実際にSpoonのユーザーさんにアンケートを取ってみると、「Spoon以外の配信アプリを使っていますか?」という質問に対して、動画配信アプリを使っているとお答えする方は結構いらっしゃるんですが、意外と複数の音声配信アプリを併用しているという方はいらっしゃらないんです。
サービスごとに特性が違うので、Spoonが合うと感じてお使いになってくださっている方は、ほかの配信アプリだとちょっと違うなと感じるのかもしれません。
なので今はそれぞれが棲み分けして市場拡大していっているフェーズなのかなと思います。
―今後の音声配信市場のトレンド予測についてもお伺いできますか?
川村さん:あくまでもSpoonとしての観点になってしまいますが、LIVE・CAST・TALKという3種類の配信方法があるなかで、動画だとすでにそれぞれの勝ち方の答えはほとんど出ていると感じます。

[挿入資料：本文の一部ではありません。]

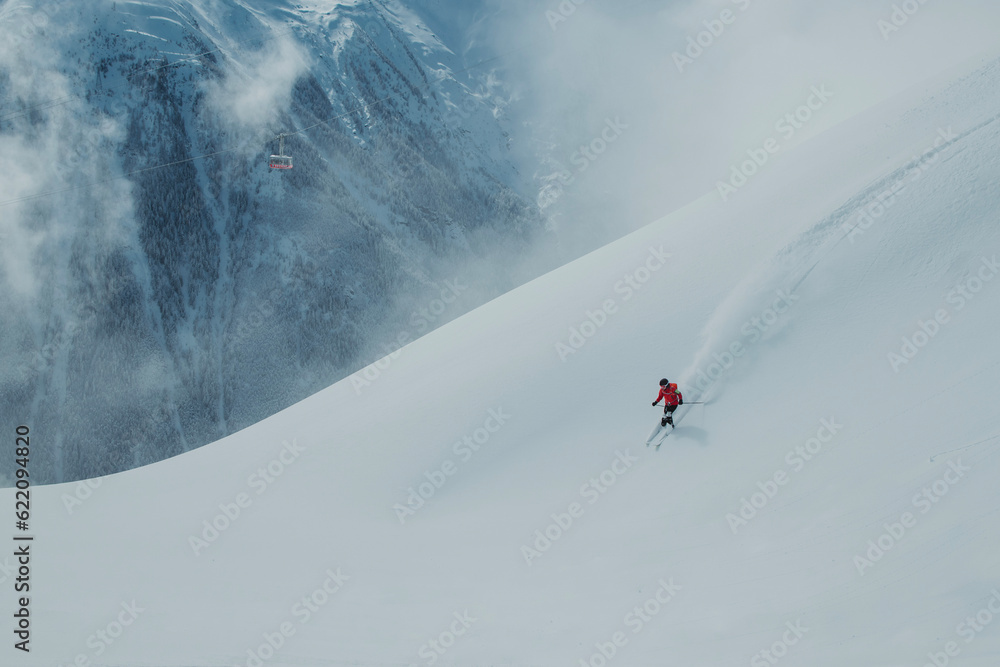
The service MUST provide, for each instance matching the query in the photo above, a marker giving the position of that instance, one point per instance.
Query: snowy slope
(656, 536)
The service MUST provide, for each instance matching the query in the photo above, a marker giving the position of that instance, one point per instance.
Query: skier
(671, 399)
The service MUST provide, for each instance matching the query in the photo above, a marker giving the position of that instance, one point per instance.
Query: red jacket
(669, 396)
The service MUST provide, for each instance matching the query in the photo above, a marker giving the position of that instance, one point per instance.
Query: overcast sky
(576, 66)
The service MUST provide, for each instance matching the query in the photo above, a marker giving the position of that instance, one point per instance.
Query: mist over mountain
(168, 288)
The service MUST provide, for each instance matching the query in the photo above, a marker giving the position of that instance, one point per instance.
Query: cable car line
(71, 188)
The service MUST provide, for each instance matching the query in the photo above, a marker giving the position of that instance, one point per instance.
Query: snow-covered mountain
(487, 498)
(150, 309)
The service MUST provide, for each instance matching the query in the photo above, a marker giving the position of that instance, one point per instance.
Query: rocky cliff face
(168, 288)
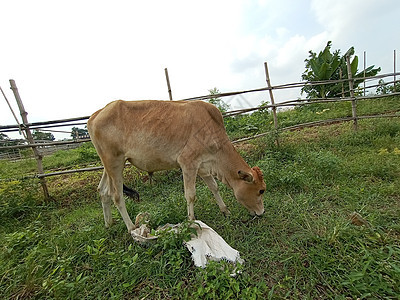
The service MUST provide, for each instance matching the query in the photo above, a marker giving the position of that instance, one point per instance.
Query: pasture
(306, 246)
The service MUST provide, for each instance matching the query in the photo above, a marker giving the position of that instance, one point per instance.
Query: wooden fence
(25, 127)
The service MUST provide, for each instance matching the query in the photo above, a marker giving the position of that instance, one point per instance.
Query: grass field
(306, 246)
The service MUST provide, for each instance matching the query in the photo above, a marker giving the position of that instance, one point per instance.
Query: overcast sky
(70, 58)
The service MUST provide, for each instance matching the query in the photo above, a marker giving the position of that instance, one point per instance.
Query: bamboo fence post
(351, 88)
(168, 84)
(271, 96)
(365, 65)
(29, 136)
(394, 70)
(341, 77)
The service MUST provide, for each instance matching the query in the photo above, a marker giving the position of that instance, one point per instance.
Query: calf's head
(250, 189)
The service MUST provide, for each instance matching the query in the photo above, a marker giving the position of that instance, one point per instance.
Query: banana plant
(331, 66)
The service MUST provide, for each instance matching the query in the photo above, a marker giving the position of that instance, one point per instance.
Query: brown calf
(162, 135)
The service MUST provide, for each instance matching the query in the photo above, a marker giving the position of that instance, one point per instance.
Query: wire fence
(39, 148)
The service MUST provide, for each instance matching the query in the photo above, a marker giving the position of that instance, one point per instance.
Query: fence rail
(38, 148)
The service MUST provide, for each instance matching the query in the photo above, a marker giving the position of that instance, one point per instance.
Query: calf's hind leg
(114, 172)
(105, 197)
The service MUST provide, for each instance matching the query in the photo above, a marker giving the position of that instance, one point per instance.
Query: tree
(43, 136)
(218, 102)
(332, 66)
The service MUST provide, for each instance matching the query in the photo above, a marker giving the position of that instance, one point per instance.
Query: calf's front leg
(189, 181)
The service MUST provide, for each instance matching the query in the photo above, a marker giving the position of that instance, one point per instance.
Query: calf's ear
(245, 176)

ライブ配信であればたくさんの配信プラットフォームがありますし、録画して何度も観られるコンテンツにおいてはYouTube、なかでも短尺であればTikTokなどが挙げられると思いますが、「音声×短尺」はまだ爆発的に伸びているプラットフォームがなく、どこも答えを見出せていない状況かなと思うんです。
なので、「気軽に短い音声でなにかおもしろいアプリってあるっけ?」と考えたときに思いつくものがネクストトレンドになるんじゃないかと予測しています。
Spoonにおいても、まだ細かい施策については公表できないんですが、いろいろと新しい試みを重ねて短尺コンテンツをより盛り上げていきたいと考えています。
音声配信における“映え”を意識
―音声配信流行のきっかけはコロナ禍にあったと思いますが、その背景には人と人とのつながりを求めるニーズがあったと捉えられます。
Spoonにおいてコミュニケーションが生まれるきっかけになるものや、盛り上がっているときに見られる特徴などはありますか?
川村さん:Spoonのコンセプトのひとつに「居場所」という言葉があります。
リアルとは違う、ネット上だけの居場所がSpoonにはあり、それぞれの配信枠ごとに小さいけれど熱い、盛り上がっているコミュニティがあると思っています。
川村さん:ただ現状では、その中心は「ギフティング」です。
ほかの要素による収益が今後配信者さんにお渡しできるようになると、よりフラットにコミュニケーションを取りやすくなると思うので、そういった点を検討していきたいですね。
―具体的にはどういった施策を検討されていますか?
川村さん:たとえば広告を導入する方法を模索したり、もしくは直接的な投げ銭ではなく、ゲームのようなものも考えています。
DJの方にクイズを出題して、当たったらギフティングされるといった仕組みですね。
コミュニケーションの一環にもなると思うので、今後もいろいろトライできればと思います。
それから音声配信ではありますが、Spoonでは多くのユーザーさんが配信中にスクショをとられるんですよね。
なので、背景に使われているイラストにぴったりのギフティングアイテムをリリースすると、より盛り上がるのではないかと考えています。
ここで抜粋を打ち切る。